Explain the Golden Shovel Method (7 minutes)
Tell students that there is a form of poetry called the golden shovel in which part of one poem is borrowed and used as the starting point for a whole new poem. Here’s how the golden shovel works: You take one line from a poem (or you can take a few lines or a short poem in its entirety) and write it out down the right side of a page, one word per line. (The line that is borrowed is referred to as the “striking line.”) For example:
twinkle
twinkle
little
star
Those words then become the last words in the lines of a new poem. For example:
In Maggie’s brown eyes I notice a twinkle
as she begins to bark. There is no twinkle
in my eyes. This barking is more than a little
jarring. But still I throw the squeaky sheep; in this show, Maggie is the star.

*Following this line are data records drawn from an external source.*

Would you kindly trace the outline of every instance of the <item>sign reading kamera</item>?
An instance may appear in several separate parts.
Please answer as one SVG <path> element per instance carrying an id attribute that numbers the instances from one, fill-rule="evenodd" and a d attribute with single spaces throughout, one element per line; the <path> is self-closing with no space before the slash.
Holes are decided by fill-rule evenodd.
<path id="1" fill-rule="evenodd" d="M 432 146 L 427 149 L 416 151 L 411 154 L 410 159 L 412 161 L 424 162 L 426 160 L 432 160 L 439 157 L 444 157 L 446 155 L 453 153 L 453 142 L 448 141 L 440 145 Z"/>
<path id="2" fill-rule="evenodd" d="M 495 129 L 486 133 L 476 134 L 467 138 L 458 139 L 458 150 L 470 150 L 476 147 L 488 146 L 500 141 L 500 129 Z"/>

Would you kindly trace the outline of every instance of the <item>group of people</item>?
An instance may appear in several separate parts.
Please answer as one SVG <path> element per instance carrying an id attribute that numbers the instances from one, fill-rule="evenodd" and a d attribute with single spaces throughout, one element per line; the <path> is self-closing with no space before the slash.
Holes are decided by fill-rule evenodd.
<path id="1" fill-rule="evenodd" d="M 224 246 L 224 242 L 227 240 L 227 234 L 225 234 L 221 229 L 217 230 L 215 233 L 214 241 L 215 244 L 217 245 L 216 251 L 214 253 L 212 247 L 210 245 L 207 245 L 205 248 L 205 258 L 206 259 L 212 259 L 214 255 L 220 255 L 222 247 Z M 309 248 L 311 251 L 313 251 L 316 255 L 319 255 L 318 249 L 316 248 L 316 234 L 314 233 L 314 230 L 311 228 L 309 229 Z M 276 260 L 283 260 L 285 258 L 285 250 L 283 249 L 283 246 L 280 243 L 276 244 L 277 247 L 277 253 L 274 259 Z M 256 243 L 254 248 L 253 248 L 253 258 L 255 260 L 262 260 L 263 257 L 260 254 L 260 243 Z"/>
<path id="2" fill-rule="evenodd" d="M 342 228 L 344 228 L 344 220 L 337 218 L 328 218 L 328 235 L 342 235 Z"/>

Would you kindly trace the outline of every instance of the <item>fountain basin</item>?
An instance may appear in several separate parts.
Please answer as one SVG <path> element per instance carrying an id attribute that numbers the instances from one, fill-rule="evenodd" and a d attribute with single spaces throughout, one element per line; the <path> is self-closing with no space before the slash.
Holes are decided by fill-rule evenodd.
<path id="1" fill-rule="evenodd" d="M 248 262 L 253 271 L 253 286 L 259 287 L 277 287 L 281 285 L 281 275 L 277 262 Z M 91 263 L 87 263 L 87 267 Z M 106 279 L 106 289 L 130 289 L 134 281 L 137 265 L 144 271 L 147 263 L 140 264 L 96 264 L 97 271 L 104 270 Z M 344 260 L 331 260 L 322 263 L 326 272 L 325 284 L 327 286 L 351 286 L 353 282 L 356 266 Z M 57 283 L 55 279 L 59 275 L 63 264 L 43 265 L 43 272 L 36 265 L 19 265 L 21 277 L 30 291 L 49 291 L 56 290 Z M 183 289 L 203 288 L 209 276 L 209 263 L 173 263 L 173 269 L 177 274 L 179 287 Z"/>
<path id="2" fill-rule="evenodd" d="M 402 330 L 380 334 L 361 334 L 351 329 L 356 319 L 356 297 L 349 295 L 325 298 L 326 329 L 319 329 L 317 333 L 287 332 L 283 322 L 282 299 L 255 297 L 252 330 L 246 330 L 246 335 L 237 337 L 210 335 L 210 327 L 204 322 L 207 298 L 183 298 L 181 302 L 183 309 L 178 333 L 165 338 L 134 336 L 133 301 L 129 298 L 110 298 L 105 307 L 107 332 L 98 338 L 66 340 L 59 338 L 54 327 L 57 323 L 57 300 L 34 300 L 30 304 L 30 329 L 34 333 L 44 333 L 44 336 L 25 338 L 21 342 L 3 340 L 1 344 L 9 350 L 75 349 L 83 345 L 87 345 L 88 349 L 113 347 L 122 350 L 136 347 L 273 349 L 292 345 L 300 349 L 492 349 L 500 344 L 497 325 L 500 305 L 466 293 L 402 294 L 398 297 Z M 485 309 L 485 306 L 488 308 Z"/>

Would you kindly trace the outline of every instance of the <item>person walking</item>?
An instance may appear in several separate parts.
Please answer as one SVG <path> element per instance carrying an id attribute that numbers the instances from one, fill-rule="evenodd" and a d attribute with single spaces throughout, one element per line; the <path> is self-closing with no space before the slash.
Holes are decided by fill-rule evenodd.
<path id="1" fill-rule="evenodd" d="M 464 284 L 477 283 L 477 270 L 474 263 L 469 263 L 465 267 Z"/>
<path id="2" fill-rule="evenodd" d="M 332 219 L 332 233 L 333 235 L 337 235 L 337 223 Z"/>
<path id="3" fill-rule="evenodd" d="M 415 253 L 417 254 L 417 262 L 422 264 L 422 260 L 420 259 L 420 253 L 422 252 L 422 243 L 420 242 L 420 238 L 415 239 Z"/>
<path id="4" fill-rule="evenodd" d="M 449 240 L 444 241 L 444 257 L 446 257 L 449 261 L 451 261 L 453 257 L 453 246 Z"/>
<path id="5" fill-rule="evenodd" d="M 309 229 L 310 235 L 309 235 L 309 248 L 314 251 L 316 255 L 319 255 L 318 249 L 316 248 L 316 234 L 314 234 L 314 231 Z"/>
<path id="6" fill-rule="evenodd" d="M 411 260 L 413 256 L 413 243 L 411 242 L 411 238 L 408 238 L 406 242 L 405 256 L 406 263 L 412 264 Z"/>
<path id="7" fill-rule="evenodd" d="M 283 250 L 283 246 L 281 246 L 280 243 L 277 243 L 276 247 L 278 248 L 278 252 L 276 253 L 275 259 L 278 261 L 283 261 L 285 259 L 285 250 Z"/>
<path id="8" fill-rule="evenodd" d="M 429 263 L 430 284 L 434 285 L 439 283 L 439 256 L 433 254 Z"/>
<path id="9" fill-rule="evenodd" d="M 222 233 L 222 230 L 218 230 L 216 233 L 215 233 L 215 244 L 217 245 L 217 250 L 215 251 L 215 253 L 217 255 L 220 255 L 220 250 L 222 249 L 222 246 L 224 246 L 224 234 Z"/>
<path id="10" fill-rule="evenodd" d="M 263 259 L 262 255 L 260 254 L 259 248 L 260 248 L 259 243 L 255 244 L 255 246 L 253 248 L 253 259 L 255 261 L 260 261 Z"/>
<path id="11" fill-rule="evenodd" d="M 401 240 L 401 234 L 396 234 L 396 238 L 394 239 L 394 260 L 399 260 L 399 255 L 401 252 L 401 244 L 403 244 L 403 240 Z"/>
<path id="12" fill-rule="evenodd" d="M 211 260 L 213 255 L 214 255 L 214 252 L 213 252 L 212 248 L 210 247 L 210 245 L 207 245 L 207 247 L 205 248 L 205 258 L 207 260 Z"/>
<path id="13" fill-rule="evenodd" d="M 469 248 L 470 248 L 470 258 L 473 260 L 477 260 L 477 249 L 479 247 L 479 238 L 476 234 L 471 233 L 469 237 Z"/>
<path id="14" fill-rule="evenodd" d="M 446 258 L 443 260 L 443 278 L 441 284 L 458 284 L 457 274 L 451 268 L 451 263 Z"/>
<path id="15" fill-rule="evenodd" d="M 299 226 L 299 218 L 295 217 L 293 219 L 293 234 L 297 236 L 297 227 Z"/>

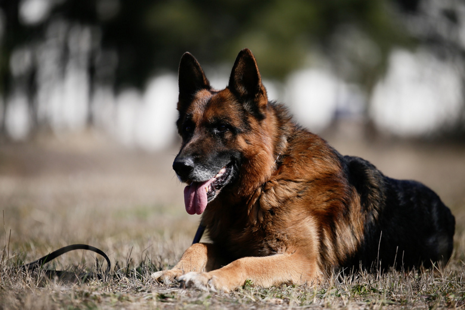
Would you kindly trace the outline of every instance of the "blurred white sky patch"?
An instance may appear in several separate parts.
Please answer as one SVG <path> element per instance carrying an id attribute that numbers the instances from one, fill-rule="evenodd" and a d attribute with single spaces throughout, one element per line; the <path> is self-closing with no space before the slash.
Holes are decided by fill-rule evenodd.
<path id="1" fill-rule="evenodd" d="M 154 151 L 166 147 L 174 141 L 178 117 L 176 75 L 156 77 L 143 93 L 131 89 L 123 91 L 115 99 L 112 98 L 111 92 L 101 89 L 94 100 L 96 124 L 113 132 L 125 145 Z M 116 105 L 113 100 L 116 100 Z"/>
<path id="2" fill-rule="evenodd" d="M 375 87 L 370 114 L 381 129 L 395 134 L 427 134 L 456 119 L 461 92 L 460 75 L 452 64 L 421 51 L 397 50 Z"/>
<path id="3" fill-rule="evenodd" d="M 26 25 L 36 25 L 48 16 L 53 0 L 22 0 L 20 4 L 20 19 Z"/>
<path id="4" fill-rule="evenodd" d="M 141 102 L 140 92 L 134 89 L 125 90 L 116 97 L 115 133 L 126 146 L 135 146 L 137 110 Z"/>
<path id="5" fill-rule="evenodd" d="M 300 125 L 318 132 L 328 126 L 337 112 L 359 115 L 363 99 L 359 90 L 323 69 L 297 71 L 289 76 L 286 103 Z"/>
<path id="6" fill-rule="evenodd" d="M 172 143 L 178 117 L 178 78 L 166 74 L 148 84 L 138 111 L 135 135 L 139 146 L 154 150 Z"/>
<path id="7" fill-rule="evenodd" d="M 27 98 L 19 92 L 8 99 L 5 111 L 5 128 L 9 136 L 15 141 L 27 138 L 31 127 Z"/>

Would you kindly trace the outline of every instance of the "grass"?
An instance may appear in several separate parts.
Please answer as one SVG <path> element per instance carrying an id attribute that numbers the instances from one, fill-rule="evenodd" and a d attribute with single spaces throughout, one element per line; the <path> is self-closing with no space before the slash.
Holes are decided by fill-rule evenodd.
<path id="1" fill-rule="evenodd" d="M 457 225 L 452 257 L 445 268 L 333 274 L 312 286 L 264 289 L 247 281 L 230 294 L 217 294 L 160 285 L 150 277 L 176 263 L 199 220 L 182 207 L 182 186 L 170 170 L 170 153 L 175 150 L 150 154 L 95 146 L 99 144 L 90 149 L 63 144 L 0 147 L 0 309 L 465 307 L 463 148 L 454 147 L 445 155 L 390 146 L 378 152 L 391 159 L 396 152 L 410 154 L 402 157 L 405 160 L 413 156 L 416 163 L 409 166 L 417 165 L 419 172 L 406 172 L 434 189 L 451 207 Z M 379 166 L 383 164 L 383 158 L 366 154 Z M 432 176 L 443 170 L 450 173 L 447 179 L 429 178 L 422 174 L 425 166 Z M 395 168 L 390 172 L 389 166 L 382 170 L 401 177 Z M 24 263 L 73 243 L 104 250 L 113 264 L 111 274 L 101 280 L 47 275 L 46 269 L 66 270 L 68 275 L 105 270 L 102 257 L 82 251 L 67 253 L 36 272 L 21 268 Z"/>

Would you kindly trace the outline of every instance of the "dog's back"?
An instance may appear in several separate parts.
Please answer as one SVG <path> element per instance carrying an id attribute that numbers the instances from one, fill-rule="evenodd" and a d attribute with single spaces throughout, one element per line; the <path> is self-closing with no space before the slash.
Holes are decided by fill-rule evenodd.
<path id="1" fill-rule="evenodd" d="M 455 220 L 436 193 L 415 181 L 388 178 L 362 158 L 341 159 L 367 217 L 364 241 L 346 266 L 427 268 L 448 261 Z"/>

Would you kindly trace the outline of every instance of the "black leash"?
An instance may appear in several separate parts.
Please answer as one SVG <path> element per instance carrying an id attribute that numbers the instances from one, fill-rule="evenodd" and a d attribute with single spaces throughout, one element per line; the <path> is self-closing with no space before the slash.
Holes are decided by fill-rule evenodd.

Introduce "Truth" (3 minutes)
- Let students know that the poem they are about to read, “Truth,” comes from a book called One Last Word (2017), which pairs poems from the Harlem Renaissance with poems that Nikki Grimes wrote using the golden shovel method.
- Before students read the poem, you may wish to provide them with the following definitions:
- garish [GAIR-ish]: overly or disturbingly bright, flashy, or vivid
- silver lining: The expression “every cloud has a silver lining” means that every bad situation has something good in it—that there is a positive aspect to even the most difficult or unpleasant situation.